Opposite Salza, follow the curving Via Dini to Piazza dei Cavalieri, a striking space enclosed by classical architecture. The signature sight is the scratched plaster known as sgraffiti of monster-mermaids on the façade of the Normale University, though there are other arches, clock towers and palaces to make purists purr.

Pass the quietly charming Church of San Sisto to the shady Piazza Felice Cavallotti and flick north along the sleepy Via Don Boschi to avoid the day-tripper restaurant gauntlet of Via Santa Maria. It's worth repeating this walk at dusk to encounter the backlit tower and duomo encircled with flitting bats and swifts. Pisa stirred the creative juices of the Romantic poets as much as anywhere in Italy and you get an inkling at nightfall of what Coleridge was driving at when he talked of the moonlit tower "having something of a supernatural look". Evening also permits appreciation of the little details that get drowned out by the daytime hordes, such as the duomo's three-dimensional bronze doors.

Before leaving, it is worth browsing the souvenir stalls. Few places lend so much panache to tat: leaning tower toilet-roll holder anyone?

Fresh Cuts

Can't get enough of the tower? Book into the newly opened Residenza d'Epoca at 187 Via Santa Maria (00 39 050 560572; relaisimiracoli.it/it), artfully squeezed into two floors above a pasticceria right on the Piazza dei Miracoli. The eight rooms are more thoughtfully furnished than you might expect for such a seller's market and hint at the 19th-century Grand-Tour era. Doubles with breakfast start at €176 (£150), though you'll pay more for a tower view.
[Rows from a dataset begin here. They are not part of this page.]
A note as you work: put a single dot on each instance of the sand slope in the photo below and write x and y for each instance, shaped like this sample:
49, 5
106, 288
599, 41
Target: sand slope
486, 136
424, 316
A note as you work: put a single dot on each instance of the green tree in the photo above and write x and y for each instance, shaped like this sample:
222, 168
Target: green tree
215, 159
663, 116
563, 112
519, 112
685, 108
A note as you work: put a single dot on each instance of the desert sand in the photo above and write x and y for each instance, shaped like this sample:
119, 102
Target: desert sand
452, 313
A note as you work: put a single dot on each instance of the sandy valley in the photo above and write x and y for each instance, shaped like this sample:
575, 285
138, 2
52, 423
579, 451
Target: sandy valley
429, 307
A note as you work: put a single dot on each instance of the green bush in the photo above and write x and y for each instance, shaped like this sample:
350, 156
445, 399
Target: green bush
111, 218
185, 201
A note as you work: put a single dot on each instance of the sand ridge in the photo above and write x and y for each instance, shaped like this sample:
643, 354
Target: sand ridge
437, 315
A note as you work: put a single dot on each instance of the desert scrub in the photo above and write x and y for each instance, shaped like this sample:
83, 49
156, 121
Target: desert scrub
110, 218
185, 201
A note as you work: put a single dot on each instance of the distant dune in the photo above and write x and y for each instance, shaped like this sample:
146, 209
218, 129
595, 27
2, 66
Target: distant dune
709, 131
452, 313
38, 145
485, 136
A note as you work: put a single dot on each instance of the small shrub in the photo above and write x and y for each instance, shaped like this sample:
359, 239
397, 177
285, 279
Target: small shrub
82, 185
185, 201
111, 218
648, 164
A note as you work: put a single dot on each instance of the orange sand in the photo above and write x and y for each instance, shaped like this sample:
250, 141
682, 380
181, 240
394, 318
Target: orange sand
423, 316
The new swish eatery Osteria Bernardo at Piazza San Paolo all'Orto (00 39 050 575216; www.osteriabernardo.it), offers Tuscan dishes such as malfatti (pasta with guinea-fowl sauce), chestnut cake with ricotta cheese, and octopus pasta. About €35 (£30)pp for three courses and wine.

Travel essentials

Getting there

Mark Rowe travelled with Railbookers (020-3327 0869; railbookers.com), which offers a three-night short break to Pisa with return overnight train travel from £589pp. The price includes return Eurostar and sleeper travel from Paris to Florence with a connecting train to Pisa and three night's accommodation with breakfast at the NH Cavalieri Hotel.

Pisa airport is served by British Airways (0844 493 0787; ba.com), Ryanair (0871 246 0000; ryanair.com), easyJet (0843 104 5000; easyjet.com) and Jet2 (0871 226 1737; jet2.com) from various UK airports.

Staying there

Hotel Bologna, 57 Via Giuseppe Mazzini (00 39 050 502120; hotelbologna.pisa.it) has doubles from €140 (£120) including breakfast.

Go guided

Guided art tours of the Piazza dei Miracoli take place every Friday, Saturday and Sunday, while a tour of Pisa's Galileo connections is held on Saturdays in June and September (pisaunicaterra.it/en). Tours cost €10pp (£8.50).

More information

Tourism Information Office, Pisa Centrale train station (00 39 050 42291; pisaunicaterra.it/en).